Do you have support for your motherboard chipset compiled into the kernel?

----------

## gonad

 *ZeroS wrote:*   

> DMA just refuses to be set in 2.6.0-test11.

 

I get this aswell, but suspect it might already be on as it is compiled in, not sure yet still searching for answers.

----------

## jeffbuttars

I also am unable to set dma on my drives. 

My system is way slower and less responsive than when I use 2.4 kernel. I'm sure it's because the hard drives are boggin everything down. Even music is skipping under heavy loads, this is a first. 

hdparm /dev/hda

/dev/hda:

 multcount    = 16 (on)

 IO_support   =  0 (default 16-bit)

 unmaskirq    =  1 (on)

 using_dma    =  0 (off)

 keepsettings =  0 (off)

 readonly     =  0 (off)

 readahead    = 256 (on)

 geometry     = 65535/16/63, sectors = 80418240, start = 0

----------

## jeffbuttars

It was simply a matter of telling the kernel what chipset  to compile a driver for.
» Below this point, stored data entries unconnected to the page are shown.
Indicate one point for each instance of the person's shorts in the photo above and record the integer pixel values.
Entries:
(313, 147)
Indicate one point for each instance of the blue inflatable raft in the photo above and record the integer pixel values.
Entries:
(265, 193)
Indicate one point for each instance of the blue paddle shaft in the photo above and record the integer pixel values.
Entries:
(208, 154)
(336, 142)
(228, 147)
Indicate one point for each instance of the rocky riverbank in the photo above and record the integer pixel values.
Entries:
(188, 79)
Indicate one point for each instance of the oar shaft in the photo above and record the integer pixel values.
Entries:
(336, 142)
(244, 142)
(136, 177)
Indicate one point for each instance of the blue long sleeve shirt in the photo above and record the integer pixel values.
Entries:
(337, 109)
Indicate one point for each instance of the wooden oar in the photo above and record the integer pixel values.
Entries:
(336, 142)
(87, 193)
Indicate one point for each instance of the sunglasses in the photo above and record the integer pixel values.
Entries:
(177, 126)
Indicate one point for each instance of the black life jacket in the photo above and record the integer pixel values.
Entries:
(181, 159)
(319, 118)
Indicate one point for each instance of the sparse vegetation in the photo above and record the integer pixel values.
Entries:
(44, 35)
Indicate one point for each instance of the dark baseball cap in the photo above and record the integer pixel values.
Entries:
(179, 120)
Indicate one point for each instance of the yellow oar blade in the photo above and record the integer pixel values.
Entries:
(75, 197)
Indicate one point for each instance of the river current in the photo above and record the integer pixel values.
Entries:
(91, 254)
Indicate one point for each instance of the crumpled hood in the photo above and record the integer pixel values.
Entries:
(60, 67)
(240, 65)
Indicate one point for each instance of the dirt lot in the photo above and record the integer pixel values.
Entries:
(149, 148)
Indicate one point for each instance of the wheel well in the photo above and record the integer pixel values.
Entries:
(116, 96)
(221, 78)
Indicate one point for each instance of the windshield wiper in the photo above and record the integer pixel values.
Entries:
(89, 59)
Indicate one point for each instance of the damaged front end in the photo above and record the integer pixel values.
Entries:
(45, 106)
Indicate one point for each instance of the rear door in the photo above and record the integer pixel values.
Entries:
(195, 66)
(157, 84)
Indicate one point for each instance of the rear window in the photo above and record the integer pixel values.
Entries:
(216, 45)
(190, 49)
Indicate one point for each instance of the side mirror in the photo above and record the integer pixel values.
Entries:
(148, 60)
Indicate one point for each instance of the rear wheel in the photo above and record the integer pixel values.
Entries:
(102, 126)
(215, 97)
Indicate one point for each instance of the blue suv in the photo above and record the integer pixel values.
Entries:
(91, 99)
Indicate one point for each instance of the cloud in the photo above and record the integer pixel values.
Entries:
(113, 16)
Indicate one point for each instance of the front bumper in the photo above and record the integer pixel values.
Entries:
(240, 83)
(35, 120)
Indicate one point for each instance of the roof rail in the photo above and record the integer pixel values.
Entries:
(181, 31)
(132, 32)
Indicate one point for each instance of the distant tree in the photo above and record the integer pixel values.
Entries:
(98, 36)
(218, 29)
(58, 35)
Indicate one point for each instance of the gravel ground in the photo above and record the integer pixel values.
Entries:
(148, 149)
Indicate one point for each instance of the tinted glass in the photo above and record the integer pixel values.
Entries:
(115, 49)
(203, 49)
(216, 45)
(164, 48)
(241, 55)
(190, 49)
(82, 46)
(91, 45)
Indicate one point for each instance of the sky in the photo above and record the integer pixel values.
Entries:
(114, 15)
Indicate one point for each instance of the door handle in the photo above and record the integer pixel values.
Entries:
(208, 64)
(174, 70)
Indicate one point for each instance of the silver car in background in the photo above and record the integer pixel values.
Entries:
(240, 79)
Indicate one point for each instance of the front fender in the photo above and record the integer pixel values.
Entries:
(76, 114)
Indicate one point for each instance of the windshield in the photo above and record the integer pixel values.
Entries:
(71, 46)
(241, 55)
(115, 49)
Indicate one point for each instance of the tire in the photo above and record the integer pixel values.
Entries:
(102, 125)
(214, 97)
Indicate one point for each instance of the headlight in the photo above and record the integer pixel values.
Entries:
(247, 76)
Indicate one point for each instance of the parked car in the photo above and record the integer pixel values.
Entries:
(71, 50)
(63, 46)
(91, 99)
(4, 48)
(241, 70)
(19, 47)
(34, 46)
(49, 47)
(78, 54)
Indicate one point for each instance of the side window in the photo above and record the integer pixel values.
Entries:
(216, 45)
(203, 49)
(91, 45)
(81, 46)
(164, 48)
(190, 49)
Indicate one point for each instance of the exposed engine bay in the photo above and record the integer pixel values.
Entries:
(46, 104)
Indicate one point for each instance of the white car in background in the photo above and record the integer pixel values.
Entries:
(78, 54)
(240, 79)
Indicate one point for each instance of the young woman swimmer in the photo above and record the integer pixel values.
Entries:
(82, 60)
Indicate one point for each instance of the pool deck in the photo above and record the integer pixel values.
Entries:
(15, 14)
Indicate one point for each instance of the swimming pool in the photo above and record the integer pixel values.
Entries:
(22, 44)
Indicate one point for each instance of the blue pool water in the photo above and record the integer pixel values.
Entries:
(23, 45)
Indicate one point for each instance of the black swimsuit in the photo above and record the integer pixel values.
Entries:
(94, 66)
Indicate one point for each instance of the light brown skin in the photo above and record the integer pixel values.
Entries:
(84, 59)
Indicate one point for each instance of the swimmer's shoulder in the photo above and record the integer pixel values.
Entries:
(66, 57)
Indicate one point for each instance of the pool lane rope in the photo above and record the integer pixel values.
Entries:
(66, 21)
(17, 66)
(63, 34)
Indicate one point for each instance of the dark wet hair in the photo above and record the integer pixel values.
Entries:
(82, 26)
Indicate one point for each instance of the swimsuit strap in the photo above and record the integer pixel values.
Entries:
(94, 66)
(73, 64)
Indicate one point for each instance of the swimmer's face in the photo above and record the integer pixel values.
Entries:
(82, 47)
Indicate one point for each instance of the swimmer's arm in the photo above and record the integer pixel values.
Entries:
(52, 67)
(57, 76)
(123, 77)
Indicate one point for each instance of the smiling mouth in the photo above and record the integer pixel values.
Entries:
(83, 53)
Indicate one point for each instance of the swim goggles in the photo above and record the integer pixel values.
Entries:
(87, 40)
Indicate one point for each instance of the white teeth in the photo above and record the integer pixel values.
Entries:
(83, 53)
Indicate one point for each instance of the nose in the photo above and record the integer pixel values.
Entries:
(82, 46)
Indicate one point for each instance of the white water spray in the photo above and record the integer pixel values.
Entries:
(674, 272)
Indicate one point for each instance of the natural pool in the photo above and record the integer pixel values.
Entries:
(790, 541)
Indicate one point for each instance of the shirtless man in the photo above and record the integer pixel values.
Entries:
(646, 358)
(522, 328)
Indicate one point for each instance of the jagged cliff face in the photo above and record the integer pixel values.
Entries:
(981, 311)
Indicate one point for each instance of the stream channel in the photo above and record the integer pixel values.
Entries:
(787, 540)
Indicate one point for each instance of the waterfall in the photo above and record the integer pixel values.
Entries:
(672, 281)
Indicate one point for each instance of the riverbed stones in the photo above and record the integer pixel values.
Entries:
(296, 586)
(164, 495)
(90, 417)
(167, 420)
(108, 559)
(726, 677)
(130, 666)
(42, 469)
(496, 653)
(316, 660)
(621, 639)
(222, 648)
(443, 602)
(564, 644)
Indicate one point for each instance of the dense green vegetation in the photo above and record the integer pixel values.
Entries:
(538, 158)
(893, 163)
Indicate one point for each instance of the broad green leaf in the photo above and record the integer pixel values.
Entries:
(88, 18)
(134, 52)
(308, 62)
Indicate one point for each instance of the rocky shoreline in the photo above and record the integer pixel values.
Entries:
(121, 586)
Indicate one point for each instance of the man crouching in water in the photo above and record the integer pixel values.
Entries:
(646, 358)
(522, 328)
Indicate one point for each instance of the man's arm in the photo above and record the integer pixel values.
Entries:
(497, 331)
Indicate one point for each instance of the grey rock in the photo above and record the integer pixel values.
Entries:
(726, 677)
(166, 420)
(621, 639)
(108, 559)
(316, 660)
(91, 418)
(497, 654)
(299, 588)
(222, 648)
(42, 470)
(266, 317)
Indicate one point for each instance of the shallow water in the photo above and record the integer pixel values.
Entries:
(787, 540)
In my case I'm using and AMD chipset so I just checked the box for 'AMD and nVidia IDE support' under the PCI IDE chipset suport -> Generic PCE bus-master DMA support section.

My hard drives are back up to speed - :Smile: 

----------

## ewan.paton

if you dont know what chipsets you have theres a package called pciutils which scans for them to run it type lspci

----------